The Chinese had long maintained trade relations in the Philippines and a steady presence in the capital of Manila. Due to the proximity between the Philippines and China, and the large trade networks established with China, migration, trade, and fluid identities have long characterized the Chinese in the Philippines (Chu 2021). For the Spaniards, the significant role the Chinese played in trade would spur fears that engendered societal and political discrimination, for instance, through exclusionary policies and deportation (Chu 2002).

Those identified as sangley would be kept away from the rest of the population in Manila, in areas called parián, and given their own governor. But suspicions that local Chinese would support incursions of Chinese from the mainland into the Philippines culminated in mutual tensions and, eventually, the Parian Massacre in 1603, which resulted in an estimated 15 to 25 thousand deaths (Wills 1998 p. 360).
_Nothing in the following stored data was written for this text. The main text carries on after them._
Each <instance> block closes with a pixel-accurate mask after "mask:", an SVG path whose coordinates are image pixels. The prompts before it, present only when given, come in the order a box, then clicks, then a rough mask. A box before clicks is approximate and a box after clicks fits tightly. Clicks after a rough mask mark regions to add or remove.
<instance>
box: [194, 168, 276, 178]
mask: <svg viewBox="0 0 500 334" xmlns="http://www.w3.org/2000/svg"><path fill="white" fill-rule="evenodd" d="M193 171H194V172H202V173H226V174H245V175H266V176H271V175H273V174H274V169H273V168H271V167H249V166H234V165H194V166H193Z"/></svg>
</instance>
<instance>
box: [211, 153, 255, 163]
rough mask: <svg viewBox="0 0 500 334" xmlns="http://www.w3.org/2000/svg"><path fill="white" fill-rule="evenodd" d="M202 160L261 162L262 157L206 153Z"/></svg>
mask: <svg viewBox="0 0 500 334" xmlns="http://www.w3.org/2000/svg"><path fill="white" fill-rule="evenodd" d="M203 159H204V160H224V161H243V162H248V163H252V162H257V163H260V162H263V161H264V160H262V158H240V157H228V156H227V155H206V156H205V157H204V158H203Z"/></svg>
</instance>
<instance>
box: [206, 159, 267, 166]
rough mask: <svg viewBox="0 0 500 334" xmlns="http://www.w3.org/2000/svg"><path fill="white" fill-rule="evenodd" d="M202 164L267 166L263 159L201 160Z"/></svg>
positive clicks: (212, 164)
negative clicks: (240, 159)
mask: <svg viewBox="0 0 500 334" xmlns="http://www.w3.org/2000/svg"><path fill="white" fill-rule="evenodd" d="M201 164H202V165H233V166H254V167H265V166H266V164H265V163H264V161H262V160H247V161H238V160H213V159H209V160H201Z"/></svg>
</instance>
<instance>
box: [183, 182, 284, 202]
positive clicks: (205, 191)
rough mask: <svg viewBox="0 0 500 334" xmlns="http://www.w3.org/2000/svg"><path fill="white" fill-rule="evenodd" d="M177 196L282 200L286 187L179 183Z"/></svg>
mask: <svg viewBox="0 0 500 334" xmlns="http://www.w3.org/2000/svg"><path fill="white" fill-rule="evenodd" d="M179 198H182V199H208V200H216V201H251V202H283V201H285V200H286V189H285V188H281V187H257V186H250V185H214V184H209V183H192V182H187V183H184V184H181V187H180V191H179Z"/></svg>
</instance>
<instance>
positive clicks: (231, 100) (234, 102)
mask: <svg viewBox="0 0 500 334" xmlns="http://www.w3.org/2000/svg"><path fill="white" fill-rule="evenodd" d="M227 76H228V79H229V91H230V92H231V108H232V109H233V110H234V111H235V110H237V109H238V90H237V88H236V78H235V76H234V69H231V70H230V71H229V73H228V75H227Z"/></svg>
The inability of the Spaniards to make clear distinctions between Chinese who were settled in the Philippines and those who were transitory, as well as to distinguish amongst their religions, was reflected in the nomenclature given to the Chinese in the Philippines: from the general term sangley, into sub-classifications such as sangley infiel and sangley Cristiano (to distinguish between non-Christians and Christians); sangley invernado and sangley radicado (to distinguish between transient and resident Chinese); mestizo de sangley (to distinguish offspring of intermarriage with indios), or, in terms of origin, such as between sangley and macanistas or macao, the latter of which arrived in the Philippines through Macao (Chu 2021). The various identities that were associated with the Chinese in the Philippines were often treated with suspicion about their true religious or political loyalties - such as in the article above from La Ilustración Oriente, in which the writer casts a ‘chino’ – a term later adopted for the Chinese - as an infiel (non-Christian) that places the likeness of Saint Nicholas next to Confucius, implying a hybrid and perfunctory approach to faith.

 

Bibliographic references

Angeles, Vivienne SM. 2010. “Moros in the Media and beyond: Representations of Philippine Muslims.” Contemporary Islam 4: 29–53.
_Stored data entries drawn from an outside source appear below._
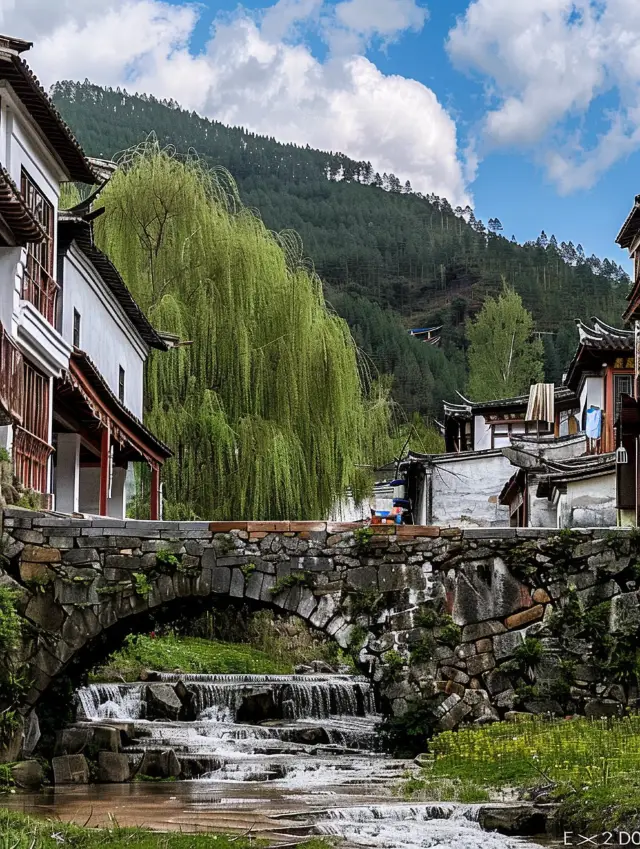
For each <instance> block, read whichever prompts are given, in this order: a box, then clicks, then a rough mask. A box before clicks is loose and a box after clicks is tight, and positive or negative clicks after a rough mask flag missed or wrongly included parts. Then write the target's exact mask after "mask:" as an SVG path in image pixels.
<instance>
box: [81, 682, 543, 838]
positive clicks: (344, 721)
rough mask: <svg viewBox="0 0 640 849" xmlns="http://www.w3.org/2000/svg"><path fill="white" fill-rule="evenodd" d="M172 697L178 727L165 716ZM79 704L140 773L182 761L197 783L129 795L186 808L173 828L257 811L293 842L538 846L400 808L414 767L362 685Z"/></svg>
mask: <svg viewBox="0 0 640 849" xmlns="http://www.w3.org/2000/svg"><path fill="white" fill-rule="evenodd" d="M167 694H168V695H169V699H168V701H167V705H168V708H169V707H171V704H169V703H172V704H173V708H172V709H173V710H174V711H175V710H179V715H178V718H177V719H176V718H173V719H168V718H167V715H163V709H162V700H163V698H165V701H166V697H167ZM176 699H178V701H177V702H176ZM77 703H78V722H79V723H100V724H102V725H104V724H107V723H110V722H111V723H114V724H116V725H117V727H118V728H120V730H121V731H123V732H124V740H125V745H124V751H125V752H126V753H127V755H128V757H129V760H130V763H131V765H132V767H133V769H134V770H138V769H140V768H141V767H142V766H143V764H144V762H145V758H146V757H148V756H149V755H150V754H151V755H153V754H154V753H166V752H167V750H172V751H173V752H174V753H175V756H176V758H177V760H178V762H179V764H180V767H181V770H182V774H181V777H182V778H185V779H195V780H186V781H183V782H179V783H174V784H169V785H165V784H160V785H158V784H152V785H145V784H144V783H143V784H137V785H136V784H132V785H128V787H129V788H130V790H129V792H130V793H131V795H132V803H133V806H134V807H135V799H137V798H139V796H140V795H141V794H143V793H144V792H145V790H144V789H143V788H145V786H146V787H147V788H149V787H152V788H153V794H154V795H153V800H154V801H153V805H155V803H156V801H157V802H158V803H159V802H160V801H161V799H162V800H163V801H162V805H169V806H171V805H172V804H174V805H176V806H178V808H179V810H180V812H179V813H174V814H172V817H171V823H173V824H175V823H176V822H178V821H179V822H180V824H181V827H182V825H184V826H185V827H190V826H191V825H192V824H193V825H194V826H195V827H196V828H198V829H199V828H201V827H203V823H206V822H209V823H210V824H211V825H212V826H213V827H222V828H224V827H226V826H224V825H223V826H218V825H216V823H217V822H219V820H218V819H216V817H218V818H219V817H221V816H222V817H223V818H224V822H225V823H228V822H229V818H230V817H231V818H232V821H234V820H233V818H234V817H236V818H237V821H238V822H239V823H244V822H249V825H251V823H250V820H249V819H247V817H248V816H249V815H250V816H251V817H255V818H256V820H259V821H260V822H261V823H262V827H263V828H265V833H266V832H269V834H271V835H272V836H273V834H274V833H279V834H281V836H282V837H283V840H284V842H285V843H287V844H288V845H290V843H291V841H292V835H293V836H294V837H295V835H298V834H299V833H300V832H301V831H302V833H316V834H322V835H327V836H333V837H342V838H345V839H346V840H347V842H348V845H349V846H350V847H357V846H362V847H377V848H379V849H425V847H438V849H527V846H531V845H532V844H526V843H524V842H523V841H520V840H518V839H516V838H507V837H502V836H500V835H497V834H486V833H484V832H483V831H482V830H481V828H480V826H479V824H478V821H477V820H478V810H479V809H478V807H477V806H461V805H455V804H449V803H441V804H430V805H429V804H414V805H409V804H401V803H394V802H393V798H394V797H393V795H392V789H393V787H394V785H397V783H398V780H399V779H401V778H402V777H403V775H405V774H406V770H407V769H411V768H415V766H414V765H413V764H412V763H407V762H403V761H396V760H393V759H392V758H390V757H388V756H385V755H384V754H381V753H378V752H375V743H376V725H377V723H378V721H379V716H378V715H377V714H376V712H375V698H374V693H373V691H372V689H371V686H370V684H369V682H368V681H367V680H366V679H364V678H357V677H355V676H348V675H305V676H300V675H285V676H278V675H272V676H265V675H215V676H210V675H177V674H176V675H171V674H166V673H164V674H160V673H157V674H154V675H153V681H150V682H145V683H141V682H138V683H134V684H93V685H91V686H89V687H86V688H84V689H82V690H80V691H78V693H77ZM159 705H160V707H159ZM176 705H178V708H176ZM179 706H181V707H179ZM168 708H167V709H168ZM175 715H176V714H174V716H175ZM109 792H114V791H110V790H109V789H108V788H106V789H104V790H103V789H102V788H101V793H102V794H106V797H107V798H108V794H109ZM146 792H149V791H148V790H147V791H146ZM101 798H104V796H101ZM72 801H73V804H76V801H75V798H74V799H73V800H72ZM92 804H94V805H95V802H92ZM128 810H129V809H128V808H127V809H126V811H125V812H124V813H121V814H120V816H127V815H128ZM148 816H149V808H148V807H144V817H145V820H144V821H145V822H148ZM176 817H177V818H178V819H176ZM256 820H254V822H255V821H256ZM133 823H135V821H133ZM133 823H132V824H133ZM265 823H266V825H265ZM172 827H173V826H172ZM205 827H206V826H205Z"/></svg>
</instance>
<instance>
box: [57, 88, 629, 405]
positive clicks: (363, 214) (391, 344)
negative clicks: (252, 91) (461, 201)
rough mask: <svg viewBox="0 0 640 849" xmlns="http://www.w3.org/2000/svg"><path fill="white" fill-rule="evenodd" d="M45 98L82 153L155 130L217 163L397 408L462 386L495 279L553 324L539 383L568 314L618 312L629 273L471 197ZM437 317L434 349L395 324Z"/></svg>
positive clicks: (336, 161) (135, 100) (159, 133)
mask: <svg viewBox="0 0 640 849" xmlns="http://www.w3.org/2000/svg"><path fill="white" fill-rule="evenodd" d="M54 98H55V101H56V103H57V105H58V107H59V108H60V109H61V110H62V113H63V115H64V116H65V118H66V120H67V121H68V122H69V123H70V125H71V126H72V127H73V128H74V131H75V132H76V133H77V135H78V137H79V138H80V140H81V141H82V142H83V144H84V146H85V149H86V150H87V151H88V152H89V153H91V154H92V155H94V156H102V157H107V158H110V157H111V156H113V155H114V154H116V153H117V152H118V151H121V150H125V149H127V148H129V147H131V146H132V145H135V144H138V143H139V142H140V141H142V140H143V139H144V138H146V136H147V134H148V132H149V129H150V128H151V129H154V130H155V131H156V133H157V134H158V137H159V138H161V139H163V142H164V143H167V144H174V145H176V147H177V149H178V150H179V151H181V152H183V153H186V152H187V151H188V150H191V149H195V150H197V151H198V152H199V153H200V155H202V156H203V157H204V158H205V160H206V161H207V163H208V164H209V165H211V166H214V165H222V166H224V167H226V168H228V169H229V171H230V172H231V173H232V174H234V175H235V176H236V177H237V179H238V183H239V190H240V194H241V197H242V199H243V201H244V202H245V204H246V205H247V206H248V207H250V208H256V209H259V210H260V213H261V215H262V216H263V218H264V221H265V224H266V226H267V227H268V228H269V229H270V230H273V231H275V232H279V231H282V230H284V229H286V228H290V227H295V228H296V229H297V230H298V232H299V233H300V235H301V236H302V238H303V240H304V243H305V245H306V246H307V249H308V250H309V251H310V254H311V257H312V260H313V263H314V265H315V267H316V269H317V270H318V273H319V274H320V276H321V277H322V279H323V280H324V281H325V283H326V285H327V293H328V297H329V300H330V302H331V304H332V305H333V306H334V307H335V309H336V310H337V312H338V313H339V314H340V315H342V316H343V317H345V318H346V319H347V320H348V321H349V324H350V326H351V328H352V330H353V333H354V335H355V338H356V341H357V343H358V345H360V347H361V348H362V349H363V350H364V351H366V353H367V354H369V355H370V356H371V359H372V360H373V362H374V363H375V365H376V366H377V367H378V369H379V370H380V371H381V372H384V373H387V374H390V375H392V376H393V380H394V385H393V393H394V398H395V399H396V400H397V401H398V402H399V403H400V404H402V406H403V407H404V408H405V409H406V410H407V412H408V413H412V412H413V411H414V410H418V411H420V412H421V413H424V414H430V415H435V414H437V413H438V409H437V407H438V406H439V404H440V399H441V398H447V399H449V400H454V398H455V394H454V392H455V389H462V386H463V383H464V353H463V352H464V347H465V341H464V327H465V322H466V320H467V319H468V317H469V315H470V314H473V313H474V312H476V311H477V309H478V306H479V305H481V304H482V302H483V300H484V299H485V298H486V296H487V295H497V294H499V293H500V291H501V289H502V279H503V278H506V279H507V280H508V281H509V282H510V283H511V284H512V285H513V286H514V288H515V289H516V291H517V292H518V293H519V294H520V295H521V297H522V299H523V302H524V305H525V307H526V308H527V309H528V310H530V311H531V312H532V313H533V315H534V318H535V320H536V325H537V329H540V330H545V331H550V332H552V333H553V334H554V335H553V336H551V335H549V336H545V337H544V339H545V370H546V375H547V378H548V379H550V380H556V381H559V380H560V379H561V376H562V371H563V369H564V368H565V367H566V363H567V362H568V360H569V358H570V357H571V356H572V355H573V352H574V350H575V345H576V342H577V333H576V329H575V324H574V319H575V318H576V317H580V318H583V319H588V318H589V317H590V316H592V315H599V316H601V317H602V318H603V320H605V321H609V322H610V323H614V322H616V321H618V320H619V318H620V314H621V313H622V311H623V305H624V298H625V295H626V293H627V291H628V285H629V279H628V276H627V275H626V273H625V272H624V270H623V269H622V268H621V267H620V265H618V264H617V263H614V262H610V261H609V260H605V261H604V262H602V261H600V260H599V259H598V258H596V257H585V255H584V253H583V252H582V249H581V248H580V247H579V246H578V247H577V248H576V247H575V246H574V245H573V243H571V242H570V243H569V244H565V243H564V242H562V243H560V244H558V242H557V241H556V239H555V238H551V239H548V238H547V237H546V236H543V235H541V237H540V238H539V239H538V240H537V241H535V242H533V241H532V242H528V243H527V244H525V245H519V244H517V243H516V241H515V239H513V240H510V239H509V238H508V234H507V237H506V238H505V236H504V235H501V233H500V229H499V228H498V229H496V228H495V226H494V227H492V228H491V229H490V230H489V231H488V232H487V228H485V226H484V225H483V224H482V222H480V221H477V220H476V218H475V216H474V215H473V212H472V210H471V209H470V208H468V209H467V210H462V209H456V210H453V209H452V208H451V206H450V204H449V203H448V202H447V201H446V200H445V199H443V198H438V197H436V196H435V195H429V196H427V197H424V196H423V195H421V194H419V193H414V192H411V191H403V192H399V191H398V187H399V186H401V181H400V180H399V179H398V178H396V177H395V176H394V175H382V176H381V175H379V174H375V172H374V170H373V168H372V167H371V164H370V163H368V162H357V161H354V160H352V159H350V158H349V157H347V156H344V155H343V154H340V153H328V152H323V151H319V150H312V149H310V148H308V147H299V146H297V145H294V144H278V143H277V142H276V141H274V140H273V139H270V138H266V137H263V136H257V135H255V134H254V133H251V132H248V131H246V130H245V129H243V128H241V127H236V128H228V127H225V126H223V125H222V124H220V123H219V122H215V121H209V120H208V119H205V118H200V117H198V116H197V115H195V114H194V113H193V112H189V111H187V110H182V109H180V108H178V107H177V106H176V104H175V103H162V102H160V101H158V100H156V99H155V98H153V97H150V96H148V95H141V96H137V95H136V96H133V95H129V94H127V93H126V92H123V91H121V90H113V89H102V88H99V87H98V86H94V85H91V84H89V83H83V84H78V83H72V82H60V83H57V84H56V86H55V88H54ZM384 189H387V190H386V191H385V190H384ZM463 216H464V217H463ZM443 323H444V328H443V330H442V335H443V350H442V351H438V350H436V349H431V346H430V345H426V344H423V343H422V342H419V341H417V340H415V339H411V338H409V336H408V334H406V332H405V331H404V327H424V326H429V325H437V324H443ZM403 324H404V327H403V326H402V325H403Z"/></svg>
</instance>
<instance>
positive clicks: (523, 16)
mask: <svg viewBox="0 0 640 849" xmlns="http://www.w3.org/2000/svg"><path fill="white" fill-rule="evenodd" d="M448 49H449V54H450V56H451V58H452V60H453V61H454V63H455V64H456V65H458V66H459V67H462V68H466V69H469V70H471V71H474V72H477V73H480V74H481V75H482V76H483V77H485V78H488V80H489V81H490V82H489V84H488V86H487V100H488V102H489V108H488V111H487V113H486V115H485V118H484V122H483V135H484V138H485V141H486V142H487V144H488V145H490V146H501V145H516V146H525V147H532V148H533V147H534V146H535V147H536V149H537V154H538V155H539V157H540V158H541V159H542V161H543V162H544V163H545V165H546V168H547V172H548V174H549V176H550V177H551V179H553V180H554V181H556V182H557V184H558V186H559V188H560V190H561V191H563V192H569V191H572V190H574V189H577V188H586V187H589V186H591V185H593V183H594V182H595V181H596V180H597V179H598V177H599V176H600V175H601V174H602V173H603V172H604V171H606V170H607V169H608V168H609V167H611V165H613V164H614V163H615V162H616V161H618V160H619V159H620V158H622V157H624V156H626V155H628V153H630V152H632V151H633V150H635V149H637V148H638V147H639V146H640V8H639V4H638V3H637V2H636V0H518V2H517V3H514V2H513V0H473V2H472V3H471V4H470V6H469V7H468V9H467V11H466V13H465V14H464V15H463V16H462V17H461V18H460V19H459V20H458V22H457V24H456V26H455V27H454V28H453V29H452V30H451V32H450V33H449V41H448ZM603 94H604V95H607V106H606V111H605V108H604V107H602V106H601V103H602V101H600V103H597V100H598V98H599V97H600V96H601V95H603ZM612 104H613V106H612ZM598 110H599V112H598ZM575 118H577V119H578V120H579V121H581V122H582V123H581V126H580V128H579V130H578V131H577V133H576V132H573V133H570V132H569V129H568V121H569V120H570V119H575ZM594 118H595V120H596V121H597V122H598V124H601V123H604V124H605V125H606V129H604V130H603V131H601V132H600V133H599V135H598V136H597V138H595V140H593V141H592V142H590V143H589V142H588V141H586V139H587V129H588V128H589V127H590V126H591V121H590V120H589V119H594Z"/></svg>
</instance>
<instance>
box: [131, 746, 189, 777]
mask: <svg viewBox="0 0 640 849" xmlns="http://www.w3.org/2000/svg"><path fill="white" fill-rule="evenodd" d="M181 772H182V767H181V766H180V761H179V760H178V757H177V755H176V753H175V752H174V751H173V749H166V750H165V751H164V752H158V751H156V752H145V753H144V757H143V758H142V761H141V763H140V766H139V768H138V775H148V776H149V778H178V776H179V775H180V773H181Z"/></svg>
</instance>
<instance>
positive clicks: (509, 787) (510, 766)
mask: <svg viewBox="0 0 640 849" xmlns="http://www.w3.org/2000/svg"><path fill="white" fill-rule="evenodd" d="M429 753H430V755H431V760H430V761H429V762H427V763H426V764H425V765H424V766H423V769H422V772H421V775H420V777H419V778H415V779H411V780H410V781H408V782H407V783H406V784H405V786H404V793H405V795H406V796H408V797H410V798H413V799H420V800H425V801H426V800H440V801H444V800H451V801H462V802H482V801H487V800H488V799H490V798H500V797H505V796H507V797H508V796H510V795H513V796H515V797H519V798H524V799H538V801H554V802H558V803H559V811H558V827H559V829H560V830H561V831H562V830H564V829H566V830H576V831H581V830H584V829H587V831H584V833H585V834H586V833H595V832H604V831H609V830H615V829H621V830H625V831H634V830H636V829H637V828H638V826H639V825H640V717H638V716H633V717H625V718H624V719H606V720H593V721H590V720H587V719H582V718H581V719H571V720H564V721H553V722H549V721H543V720H541V719H538V718H525V717H523V718H522V721H518V722H514V723H497V724H495V725H490V726H485V727H484V728H479V729H473V730H471V729H469V730H462V731H458V732H446V733H444V734H440V735H438V736H437V737H435V738H434V739H433V740H432V741H431V742H430V745H429Z"/></svg>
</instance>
Chu, Richard T. 2021. “From ‘Sangley’ to ‘Chinaman’, ‘Chinese Mestizo’ to ‘Tsinoy’: Unpacking ‘Chinese’ Identities in the Philippines at the Turn of the Twentieth-Century.” Asian Ethnicity

Chu, Richard T. 2002. “The ‘Chinese’ and ‘Mestizos’ of the Philippines: Towards a New Interpretation.” Philippine Studies 50 (3): 327–70.

Donoso, Isaac. 2013. Islamic Far East: Ethnogenesis of Philippine Islam. Quezon City: University of the Philippines Press.

Rodríguez-Rodríguez, Ana M. 2018. “Mapping Islam in the Philippines: Moro Anxieties of the Spanish Empire in the Pacific.” In The Dialectics of Orientalism in Early Modern Europe, London: Palgrave Macmillan: 85–100. 

Thomas, Megan C. 2016. Orientalists, Propagandists, and Ilustrados: Filipino Scholarship and the End of Spanish Colonialism. Mandaluyong: Anvil Publishing.

Wills, Jr., John E. 1998. “Relations with Maritime Europeans, 1514-1662.” In The Cambridge History of China Vol. 8: The Ming Dynasty 1368-1644. Part 2., edited by Denis C. Twitchett and Frederick W. Mote, 8. Cambridge: Cambridge University Press: 334–75.